Explaining the change, Bishop Donal McKeown listed the relevant factors: “Mr. McGuinness was former deputy first minister; President Michael D. Higgins and Taoiseach Enda Kenny were attending; British government representatives were attending; leaders of the main Stormont parties were in attendance; and the tricolour was flown at half mast over the Houses of the Oireachtas in Dublin, even though Mr. McGuinness had not been a member of the Oireachtas.”

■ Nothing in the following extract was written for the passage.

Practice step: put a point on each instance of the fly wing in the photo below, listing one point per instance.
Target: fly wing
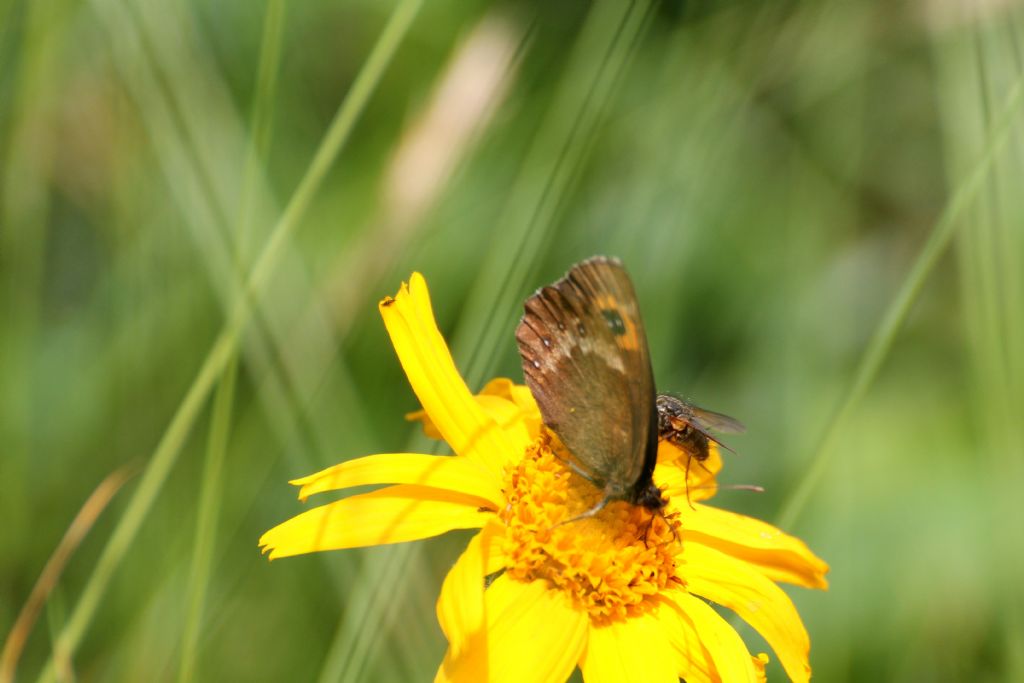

The attendance was remarkable, right enough. Others present included Bill Clinton, Mary McAleese, PSNI chief constable George Hamilton, NI Minister James Brokenshire and a selection of senior British and Irish officials. Barack Obama sent a letter of condolence. Queen Elizabeth sent a private message to Martin’s widow, Bernie. Singers and musicians including Christy Moore and Frances Black sang ‘Raglan Road’, ‘The Time Has Come’ and Gaelic laments. The like of it has never been seen – certainly not in Derry.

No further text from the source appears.